A modified Vegetation Photosynthesis and Respiration Model (VPRM) for the eastern USA and Canada, evaluated with comparison to atmospheric observations and other biospheric models
Sharon Gourdji, A. Karion, Israel Lopez‐Coto, Subhomoy Ghosh, Kim Mueller, Yu Zhou, C. A. Williams, Ian Baker, Katherine Haynes, J. R. Whetstone
Abstract
Increasing atmospheric CO 2 measurements in North America, especially in urban areas, may help enable the development of an operational CO 2 emission monitoring system. However, isolating the fossil fuel emission signal in the atmosphere requires factoring out CO 2 fluctuations due to the biosphere, especially during the growing season.
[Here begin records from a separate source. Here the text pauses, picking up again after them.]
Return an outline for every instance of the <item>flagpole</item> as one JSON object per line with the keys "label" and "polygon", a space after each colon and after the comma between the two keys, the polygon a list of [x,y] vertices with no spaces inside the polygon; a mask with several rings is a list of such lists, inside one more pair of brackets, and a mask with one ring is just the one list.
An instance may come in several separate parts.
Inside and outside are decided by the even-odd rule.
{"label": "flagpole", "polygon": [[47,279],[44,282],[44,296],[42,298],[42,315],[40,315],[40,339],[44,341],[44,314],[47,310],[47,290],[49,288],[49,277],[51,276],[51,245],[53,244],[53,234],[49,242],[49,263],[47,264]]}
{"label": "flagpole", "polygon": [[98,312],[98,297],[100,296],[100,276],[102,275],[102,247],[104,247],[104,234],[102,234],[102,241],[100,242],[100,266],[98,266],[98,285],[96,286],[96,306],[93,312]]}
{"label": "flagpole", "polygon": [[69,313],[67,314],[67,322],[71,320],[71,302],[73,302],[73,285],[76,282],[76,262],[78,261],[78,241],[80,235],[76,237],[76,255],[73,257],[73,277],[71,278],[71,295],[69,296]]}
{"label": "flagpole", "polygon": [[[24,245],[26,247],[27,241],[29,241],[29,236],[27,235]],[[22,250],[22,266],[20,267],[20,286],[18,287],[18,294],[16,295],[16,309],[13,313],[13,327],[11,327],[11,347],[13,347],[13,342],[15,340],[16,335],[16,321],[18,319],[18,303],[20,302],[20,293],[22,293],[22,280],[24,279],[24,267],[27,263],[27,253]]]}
To help improve simulations of the biosphere, here we customize the Vegetation Photosynthesis and Respiration Model (VPRM) at high-resolution for an eastern North American domain, upwind of coastal cities from Washington D.C. to Boston, MA, optimizing parameters using domain-specific flux tower data from 2001 to the present. We run three versions of VPRM from November 2016 to October 2017 using i) annual (VPRM ann ) and ii) seasonal parameters (VPRM seas ), and then iii) modifying the respiration equation to include the Enhanced Vegetation Index (EVI), a squared temperature term and interactions between temperature and water stress (VPRM new ). VPRM flux estimates are evaluated by comparison with other models (the Carnegie-Ames-Stanford Approach model, or CASA, and the Simple Biosphere Model v4), and with comparison to atmospheric CO 2 mole fraction data at 21 surface towers. Results show that VPRM new is relatively unbiased and outperforms all other models in explaining CO 2 variability from April to October, while VPRM ann overestimates growing season sinks by underestimating summertime respiration. Despite unknown remaining errors in VPRM new , and uncertainties associated with other components of the atmospheric CO 2 comparisons, VPRM new appears to hold promise for more effectively separating anthropogenic and biospheric signals in atmospheric inversion systems in eastern North America.